Der Familientreff Bemerode ist eine niederschwellige Anlaufstelle für Stadtteilbewohner:innen mit und ohne Migrationshintergrund. Angeboten werden dort Mutter-Kind-Gruppen, Baby-Café, Hausaufgabenhilfe, Spendenbasare und Nachbarschaftsfeiern.

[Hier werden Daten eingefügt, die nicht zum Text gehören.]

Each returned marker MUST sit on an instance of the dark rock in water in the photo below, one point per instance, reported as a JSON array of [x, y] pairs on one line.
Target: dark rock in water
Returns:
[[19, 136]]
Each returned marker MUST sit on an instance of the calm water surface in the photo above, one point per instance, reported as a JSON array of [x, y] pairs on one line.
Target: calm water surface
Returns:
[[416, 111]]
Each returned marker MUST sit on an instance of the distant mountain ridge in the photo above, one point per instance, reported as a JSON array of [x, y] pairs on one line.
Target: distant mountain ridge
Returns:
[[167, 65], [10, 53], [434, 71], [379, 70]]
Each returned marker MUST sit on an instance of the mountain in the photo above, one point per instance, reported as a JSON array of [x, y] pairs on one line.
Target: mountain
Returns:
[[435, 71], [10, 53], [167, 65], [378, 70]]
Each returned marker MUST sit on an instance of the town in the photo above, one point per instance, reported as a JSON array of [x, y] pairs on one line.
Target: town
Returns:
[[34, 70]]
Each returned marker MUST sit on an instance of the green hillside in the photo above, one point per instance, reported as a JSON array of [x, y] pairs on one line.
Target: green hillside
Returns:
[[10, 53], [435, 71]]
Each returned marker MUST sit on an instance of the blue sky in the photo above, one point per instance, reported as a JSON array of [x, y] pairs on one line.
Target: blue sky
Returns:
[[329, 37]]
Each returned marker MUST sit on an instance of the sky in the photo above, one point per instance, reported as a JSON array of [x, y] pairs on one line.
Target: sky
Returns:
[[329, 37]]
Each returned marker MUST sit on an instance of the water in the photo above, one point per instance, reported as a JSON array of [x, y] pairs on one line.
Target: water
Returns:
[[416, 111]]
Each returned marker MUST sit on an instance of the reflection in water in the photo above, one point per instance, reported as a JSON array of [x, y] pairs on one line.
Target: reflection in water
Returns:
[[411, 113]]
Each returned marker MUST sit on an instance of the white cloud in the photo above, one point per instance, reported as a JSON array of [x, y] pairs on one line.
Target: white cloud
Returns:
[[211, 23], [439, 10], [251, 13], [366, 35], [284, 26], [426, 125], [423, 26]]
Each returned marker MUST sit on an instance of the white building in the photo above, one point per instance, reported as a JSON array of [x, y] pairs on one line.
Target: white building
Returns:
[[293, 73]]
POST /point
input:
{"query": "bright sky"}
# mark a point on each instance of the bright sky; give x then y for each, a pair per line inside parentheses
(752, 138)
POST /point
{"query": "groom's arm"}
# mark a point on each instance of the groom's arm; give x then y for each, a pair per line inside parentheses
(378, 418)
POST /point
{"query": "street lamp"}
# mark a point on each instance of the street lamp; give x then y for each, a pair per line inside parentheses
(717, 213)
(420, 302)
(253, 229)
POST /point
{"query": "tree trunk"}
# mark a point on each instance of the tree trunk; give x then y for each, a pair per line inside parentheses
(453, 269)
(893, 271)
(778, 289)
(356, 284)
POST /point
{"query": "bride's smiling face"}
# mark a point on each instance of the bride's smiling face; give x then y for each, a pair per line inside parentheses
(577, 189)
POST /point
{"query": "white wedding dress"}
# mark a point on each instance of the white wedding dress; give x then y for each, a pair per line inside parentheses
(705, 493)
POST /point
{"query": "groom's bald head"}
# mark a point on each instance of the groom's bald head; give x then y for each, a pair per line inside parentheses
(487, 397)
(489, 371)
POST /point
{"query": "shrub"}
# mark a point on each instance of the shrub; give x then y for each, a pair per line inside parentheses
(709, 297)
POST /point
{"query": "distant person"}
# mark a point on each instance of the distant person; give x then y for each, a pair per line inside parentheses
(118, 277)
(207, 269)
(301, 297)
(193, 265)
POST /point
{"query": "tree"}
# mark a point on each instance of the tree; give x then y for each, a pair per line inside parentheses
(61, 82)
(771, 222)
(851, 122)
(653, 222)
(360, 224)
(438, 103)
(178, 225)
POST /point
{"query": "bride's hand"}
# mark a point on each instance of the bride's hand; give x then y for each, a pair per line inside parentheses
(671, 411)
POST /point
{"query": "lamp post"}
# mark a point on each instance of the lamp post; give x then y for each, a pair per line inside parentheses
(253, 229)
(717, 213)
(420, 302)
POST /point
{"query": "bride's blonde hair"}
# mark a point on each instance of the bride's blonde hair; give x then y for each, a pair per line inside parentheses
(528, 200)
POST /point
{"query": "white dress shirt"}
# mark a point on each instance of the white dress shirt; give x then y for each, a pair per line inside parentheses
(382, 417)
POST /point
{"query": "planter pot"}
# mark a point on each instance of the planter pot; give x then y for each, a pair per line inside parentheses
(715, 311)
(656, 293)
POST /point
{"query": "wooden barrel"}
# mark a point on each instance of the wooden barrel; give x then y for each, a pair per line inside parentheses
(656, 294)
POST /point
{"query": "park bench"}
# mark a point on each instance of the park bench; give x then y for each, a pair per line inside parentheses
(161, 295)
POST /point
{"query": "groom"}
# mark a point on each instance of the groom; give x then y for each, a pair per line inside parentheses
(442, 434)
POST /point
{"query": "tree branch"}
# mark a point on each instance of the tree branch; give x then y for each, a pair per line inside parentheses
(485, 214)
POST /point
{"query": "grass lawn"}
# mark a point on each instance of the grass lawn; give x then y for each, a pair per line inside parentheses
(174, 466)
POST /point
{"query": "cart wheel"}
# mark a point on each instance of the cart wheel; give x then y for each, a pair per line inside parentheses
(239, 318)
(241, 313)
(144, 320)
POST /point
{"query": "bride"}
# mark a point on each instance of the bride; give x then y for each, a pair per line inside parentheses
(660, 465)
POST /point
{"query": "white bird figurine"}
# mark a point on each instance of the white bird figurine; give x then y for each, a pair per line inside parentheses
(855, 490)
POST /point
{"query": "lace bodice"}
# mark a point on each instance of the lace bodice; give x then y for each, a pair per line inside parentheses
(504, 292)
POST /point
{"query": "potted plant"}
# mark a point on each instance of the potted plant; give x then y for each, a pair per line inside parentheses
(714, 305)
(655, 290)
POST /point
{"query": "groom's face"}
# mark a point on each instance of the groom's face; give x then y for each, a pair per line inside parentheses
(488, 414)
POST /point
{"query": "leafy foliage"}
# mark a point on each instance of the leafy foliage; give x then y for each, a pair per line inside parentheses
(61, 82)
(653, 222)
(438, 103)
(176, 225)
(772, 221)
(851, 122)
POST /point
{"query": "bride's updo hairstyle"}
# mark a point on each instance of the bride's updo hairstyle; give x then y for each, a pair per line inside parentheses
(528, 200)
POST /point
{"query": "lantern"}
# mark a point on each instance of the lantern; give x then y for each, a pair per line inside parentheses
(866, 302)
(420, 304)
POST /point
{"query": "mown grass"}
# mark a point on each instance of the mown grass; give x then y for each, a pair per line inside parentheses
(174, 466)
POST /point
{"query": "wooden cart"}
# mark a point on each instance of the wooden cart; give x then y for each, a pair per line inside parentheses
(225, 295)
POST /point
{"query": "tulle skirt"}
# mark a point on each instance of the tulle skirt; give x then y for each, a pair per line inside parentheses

Mit Abstand durch die Pandemie – so gut es eben irgendwie ging. Hier treffen sich Schulkinder nach der Schule zu einem Mittagessen und begleiteter Hausaufgabenhilfe. Ehrenamtliche unterstützen bei schwierigen Aufgaben und üben das Lesen mit den Kindern. Es findet ein wichtiges pädagogisches Nachmittagsangebot statt und die Mitarbeitenden sind Ansprechpartner_innen auch für die Eltern. In einem Stadtteil mit hohem Migrationsanteil ist die Lese-Sprachförderung eine wichtige und manchmal von den Eltern nicht leistbare Aufgabe. In der Pandemie konnten nicht alle Mädchen und Jungen gleichzeitig in die Projekte kommen und auch viele nachbarschaftsfördernde Angebote wie Kinderbasare und Kinderfreizeitangebote mussten ausfallen. Diese Förder- und Begegnungsangebote waren schon vor der Pandemie für die benachteiligten Jungen und Mädchen wichtig. Die Pandemie hat aufgrund der fehlenden oder zeitlich sehr begrenzten Präsenzangebote die Situation und den Förderbedarf verschärft. Beengte Wohnverhältnisse und fehlende kostengünstige Freizeitangebote haben eine größere Isolation für diese benachteiligten jungen Menschen bedeutet. Dem wirkt der Familientreff Bemerode mit erweiterten Angeboten auch für finanziell schwache Familien mit der Hilfe von Spender_innen entgegengehen. Die Lernrückstände und die Rückkehr zu sinnvoller Tagesstruktur will der Familientreff jetzt schließen.